Iconic Bay landmark yields to rising waters

 

The poignant tale I reported over the weekend of the last house on Holland Island collapsing into a rising Chesapeake Bay has hit a nerve with some readers, it seems.

Michael F. Young, a friend of Rob Fitzgerald, the Virginia venture capitalist whose foundation recently acquired the island, flew over it this summer and took some aerial pictures - a couple of which you see here.  Young, of McLean, VA., thinks they are among the last images captured of this iconic structure before it collapsed.  

You can see in them how water washes around and under the house at high tide, and how fragmented the island is now.  The image below is looking north to the house, with the broad expanse of green at the bottom the marshy southern portion of the island.

To see all of Young's photos, go here

David Fahrenthold of The Washington Post provided another take today on the quixotic struggleto save the house by retired minister Stephen White. More haunting pictures, too.

 And for those who want to see where the island and house are, you can do so via Google maps.  The orange rectangle to the northwest is the barge sunk offshore as a kind of breakwater.  Thanks for this suggestion from Wally Coberg at the Cinema Group in Baltimore.

Richard Scher with the Maryland Port Administration wrote that he wished I'd said a little about the restoration of Poplar Island, an exception to the litany of bay islands vanishing under relentless assault by waves and ice.  Poplar, farther up the bay, also had a colorful history, hosting a cat "fur farm" at one time and as many as 85 residents at one time.  By the 1990s, it was long abandoned and practically washed away altogether, with only a few acres left of the 1,500 that existed when English settlers first landed there in the 17th century. 

But Poplar has been spared by a decision to place there the muck dredged from shipping channels approaching Baltimore harbor.  Today, according to the U.S. Army Corps of Engineers, the island has been restored to its 1850s size and contour, and plans are to expand it another 500 or so acres.  Though the bay's fading maritime culture won't be restored to the island, it has become a haven for shorebirds and waterfowl, which also have been getting squeezed out by the sprawling development of the bay's eastern and western shores.

The port and Corps are looking to do similar restorations of a couple other vanishing islands, Barren and James.  But like Poplar, they're unlikely to stem the loss of bay fishing communities that began a century ago.  

Smith and Tangier islands, the two still-inhabited isles in the middle of the bay, also are under watery assault, and authorities are working on pricey plans to protect them for at least a while longer. 

But the islands' culture may vanish before their physical abodes do.  As Pete Lesher of the Chesapeake Bay Maritime Museum points out, both islands have been losing population, as young people leave for school and jobs elsewhere.  Fishing has been an increasingly hard way to make a living in recent years.

(Top two photos, aerial views of Holland Island summer 2010, courtesy Michael F. Young; bottom, Holland Island house in water, Oct. 21, 2010, Baltimore Sun photo by Kim Hairston) 

Posted by Tim Wheeler at 4:49 PM | | Comments (1)
        

Comments

Rising waters or a sinking island?

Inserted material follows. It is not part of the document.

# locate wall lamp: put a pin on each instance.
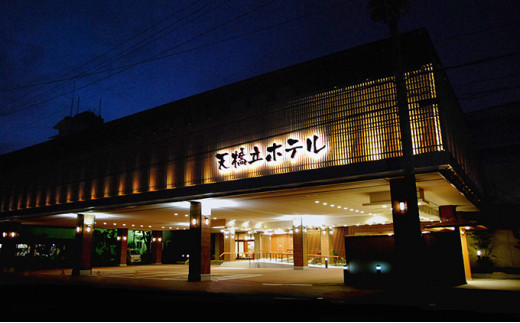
(400, 207)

The very WaPo article that you reference says that the island has been sinking for thousands of years due to natural geologic forces and that it is also composed of clay and silt rather than rock, making it highly susceptible to erosion. It was abandonded by 1922, long before the advent of the SUV. In the misguided attempt to battle these natural forces, a barge was scuttled off the remains of the island, so now the natural environment is fouled by man-made debris. How green.

TW: The island has been washing away for some time, it's true. Scientists say the land is sinking, but also that sea level is rising, subjecting places like Holland Island to a double whammy. The scuttled barge was just one of a series of futile things the former owner tried to hold the bay at bay. He also hauled power shovels and other equipment over, much of it rusting on what's left of the island or in the bay.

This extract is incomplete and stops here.